Q. Did Hurricane Maria create an even greater sense of urgency for getting Dios del Sol off the ground?

A. Absolutely. Suddenly, I was witnessing the horror I had seen with Katrina 12 years earlier, only it was happening to my community. Maria decimated our island. It was in a complete blackout, and for many, loss of power meant loss of life. I was still in Washington, D.C. for college but decided I needed to get home to help in any way I could.

I returned to focus on what I now knew was the most important system we needed to fix – energy. Hurricane Maria demonstrated we did not have the energy resilience we needed to respond like a first world nation to a storm that we should be very used to dealing with. I knew this would continue to happen if we didn’t work to fix our relationship with energy.

Q. Is this when you entered the T-Mobile Changemaker Challenge?

A. Once home, I saw that somebody posted a link to the T-Mobile Changemaker Challenge on a Facebook group I was in – so I went for it! Participating in the Changemaker Challenge gave me the confidence I needed to understand I had an idea worth fighting for. And the $10,000 in prize money from T-Mobile and CEO John Legere allowed me to truly act as an entrepreneur over the past few months - even hire a small team! It’s helped me to dare to dream and make these dreams come true. That sounds super cheesy, but it's the truth!

Q. So how is Dios del Sol progressing?

A. We’re using my local church to essentially prototype what a transition to solar energy looks like. We’re looking holistically at how the church would implement sustainable energy efficiently, so we can bring cost down.
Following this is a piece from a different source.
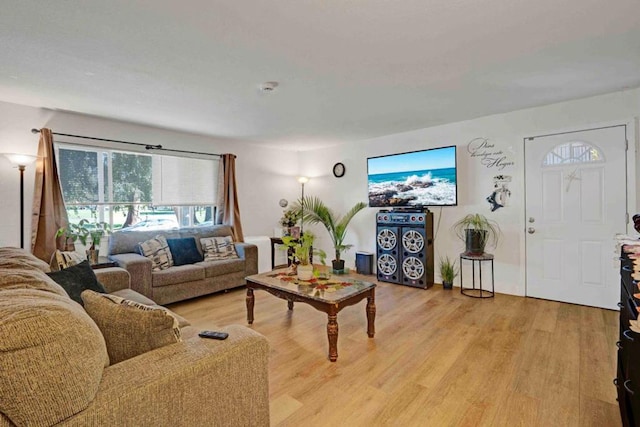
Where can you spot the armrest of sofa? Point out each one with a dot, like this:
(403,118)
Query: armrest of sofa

Our goal is to have our church launching a fully retrofitted solar microgrid by Earth Day this year and begin to bring along other nearby churches after.

Q. Do you feel that with the success of Dios del Sol, the next time Puerto Rico is impacted by a severe hurricane the people will be better prepared to be able to minimize its effects?

A. Without question. If we can get our full plan into motion, I’m certain we can not only reduce harm, but that we can increase prosperity across the island. A lot of what I have been doing is also creating a sustainable and financeable model to help communities start their own energy co-op where every person is part of the grid – and they're not only a consumer but a producer. This ensures that you create jobs for the community, and you also create revenue within the community. This is an opportunity to build something radically new and help entire communities transition to solar.

But only if we can beat the clock – and right now the clock is ticking. We don't know when the next hurricane will happen, but it’s coming, and I know solar microgrids will be a game-changer, so we never have to suffer the way we did after Maria. That’s really what drives me to continue doing this work. And I wouldn't have been able to get to any of this had it not been for the T-Mobile Changemaker Challenge.